The objective of this assignment is to conduct an exploratory data analysis of a data set that you are not familiar with. In this week’s lecture, we discussed a number of visualization approaches in order to explore a data set with categorical variables. This assignment will apply those tools and techniques. An important distinction between class examples and applied data science work is iterative and repetitive nature of exploring a data set. It takes time to understand what the data is and what is interesting about the data (patterns).

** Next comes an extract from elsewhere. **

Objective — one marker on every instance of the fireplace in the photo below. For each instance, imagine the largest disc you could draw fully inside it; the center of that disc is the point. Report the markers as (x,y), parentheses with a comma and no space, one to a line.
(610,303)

For this week, we will be exploring the Copenhagen Housing Conditions Survey:
Your task for this assignment is to use ggplot and the facet_grid and facet_wrap functions to explore the Copenhagen Housing Conditions Survey. Your objective is to develop 5 report quality visualizations (at least 4 of the visualizations should use the facet_wrap or facet_grid functions) and identify interesting patterns and trends within the data that may be indicative of large scale trends. For each visualization you need to write a few sentences about the trends and patterns that you discover from the visualization.
To submit this homework you will create the document in Rstudio, using the knitr package (button included in Rstudio) and then submit the document to your Rpubs account. Once uploaded you will submit the link to that document on Canvas. Please make sure that this link is hyperlinked and that I can see the visualization and the code required to create it.
str(housing)
## 'data.frame': 72 obs. of 5 variables:
## $ Sat : Ord.factor w/ 3 levels "Low"<"Medium"<..: 1 2 3 1 2 3 1 2 3 1 ...

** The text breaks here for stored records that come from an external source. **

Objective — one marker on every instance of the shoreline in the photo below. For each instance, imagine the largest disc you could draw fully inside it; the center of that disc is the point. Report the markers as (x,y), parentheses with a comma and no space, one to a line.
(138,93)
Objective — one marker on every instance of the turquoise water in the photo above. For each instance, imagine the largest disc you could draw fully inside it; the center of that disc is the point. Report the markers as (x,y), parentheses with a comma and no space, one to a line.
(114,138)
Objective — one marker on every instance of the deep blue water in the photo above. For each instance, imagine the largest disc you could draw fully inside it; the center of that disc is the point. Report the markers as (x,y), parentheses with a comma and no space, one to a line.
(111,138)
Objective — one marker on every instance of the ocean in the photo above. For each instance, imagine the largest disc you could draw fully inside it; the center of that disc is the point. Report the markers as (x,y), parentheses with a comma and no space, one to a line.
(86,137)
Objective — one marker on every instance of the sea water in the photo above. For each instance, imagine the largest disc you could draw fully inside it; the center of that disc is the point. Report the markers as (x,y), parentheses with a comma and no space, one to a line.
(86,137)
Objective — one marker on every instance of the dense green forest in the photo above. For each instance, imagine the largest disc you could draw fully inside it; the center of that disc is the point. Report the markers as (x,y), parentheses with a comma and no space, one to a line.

## $ Infl: Factor w/ 3 levels "Low","Medium",..: 1 1 1 2 2 2 3 3 3 1 ...
## $ Type: Factor w/ 4 levels "Tower","Apartment",..: 1 1 1 1 1 1 1 1 1 2 ...

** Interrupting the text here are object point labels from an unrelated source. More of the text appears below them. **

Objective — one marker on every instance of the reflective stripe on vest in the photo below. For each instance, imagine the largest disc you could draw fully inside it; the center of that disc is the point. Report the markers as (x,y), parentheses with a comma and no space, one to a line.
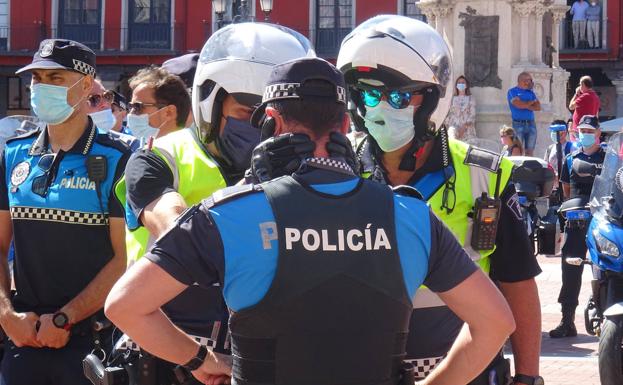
(195,176)
(470,183)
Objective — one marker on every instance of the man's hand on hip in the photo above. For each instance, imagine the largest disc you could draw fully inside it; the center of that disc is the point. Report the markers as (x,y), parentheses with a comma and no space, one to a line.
(215,370)
(20,327)
(49,335)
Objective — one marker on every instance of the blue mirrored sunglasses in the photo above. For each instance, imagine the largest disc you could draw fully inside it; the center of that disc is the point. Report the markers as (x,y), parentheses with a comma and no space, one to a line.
(396,99)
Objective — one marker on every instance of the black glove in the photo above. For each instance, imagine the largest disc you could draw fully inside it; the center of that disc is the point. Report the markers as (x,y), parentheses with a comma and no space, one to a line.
(278,156)
(339,146)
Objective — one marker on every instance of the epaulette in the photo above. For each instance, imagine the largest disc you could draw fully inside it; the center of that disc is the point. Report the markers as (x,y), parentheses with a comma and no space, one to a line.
(482,158)
(408,191)
(25,135)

## $ Cont: Factor w/ 2 levels "Low","High": 1 1 1 1 1 1 1 1 1 1 ...
## $ Freq: int 21 21 28 34 22 36 10 11 36 61 ...
#head(housing)
# place code for vis here
ggplot(housing, aes(x=Type, y=Freq)) +
geom_col() +
facet_wrap(~Infl) +
labs(x = 'Type of Rental Accomodation',
y = 'the numbers of residents in each class',
title = 'Residents count in each rental type categorized by influence level')
#The idea of this plot is to visualize all the three influence types (Low, Medium and High) and further understand number of residents in each rental type (Tower, Apartment, Atrium and Terrace). We see that most of the apartment residents have high degree influence over property management.
ggplot(housing, aes(x=Type, y=Freq)) + geom_col() + facet_grid(Cont ~ Infl) + labs(title = 'Residents count in each rental type categorized by influence & Contact levels')
#This plot is an extension of the first plot. Where in we have further divided by the contact residents are affored with other residents. When this new dimension is introduced, we can see that highest number of residents have the high contacts with medium influence over property management.
# place code for vis here
levels(housing$Sat)[levels(housing$Sat)=="Low"] <- "Low-Satisfaction"
levels(housing$Sat)[levels(housing$Sat)=="Medium"] <- "Med-Satisfaction"
levels(housing$Sat)[levels(housing$Sat)=="High"] <- "High-Satisfaction"
ggplot(housing, aes(x=Freq)) + geom_histogram(binwidth=4,colour="black") + facet_grid(Infl ~ Sat) + labs(title = 'Residents distribution among the range of Satisfaction and Influence')
#This plot reveals a matrix representation on frequency distribution of number of residents with satisfactio and influence as other two dimensions. The plotn shows that, there are 1 set of max. number of residents (>75) with medium influence and higher satisfaction. Interestingly, residents with <50 are present in several steps within low influence and higher satisfaction.
# place code for vis here
ggplot(housing,aes(x=Sat,y=Freq,fill=Cont)) + geom_bar(stat="identity",width=0.7,position="fill")+labs(ylab="Residents F.D",title ="Stacked Plot of Resident Satisfaction by contact levels") + coord_flip()
#This plot is to evaluate the contact levels and satisfaction levels and distribution of residents among those two dimensions. High contact residents are more against all the three satisfaction levels. There are more than 50 percentage.
# place code for vis here
ggplot(housing, aes(x=Cont,y=Freq)) + geom_point()+facet_grid(~Type)
#This plot provides the distrbution of low and high contact levels within different rental types. We see that “Apartment” rental type do have the wide range of contact levels within low and high and “Atrium” rental type have the lesser range of contact level.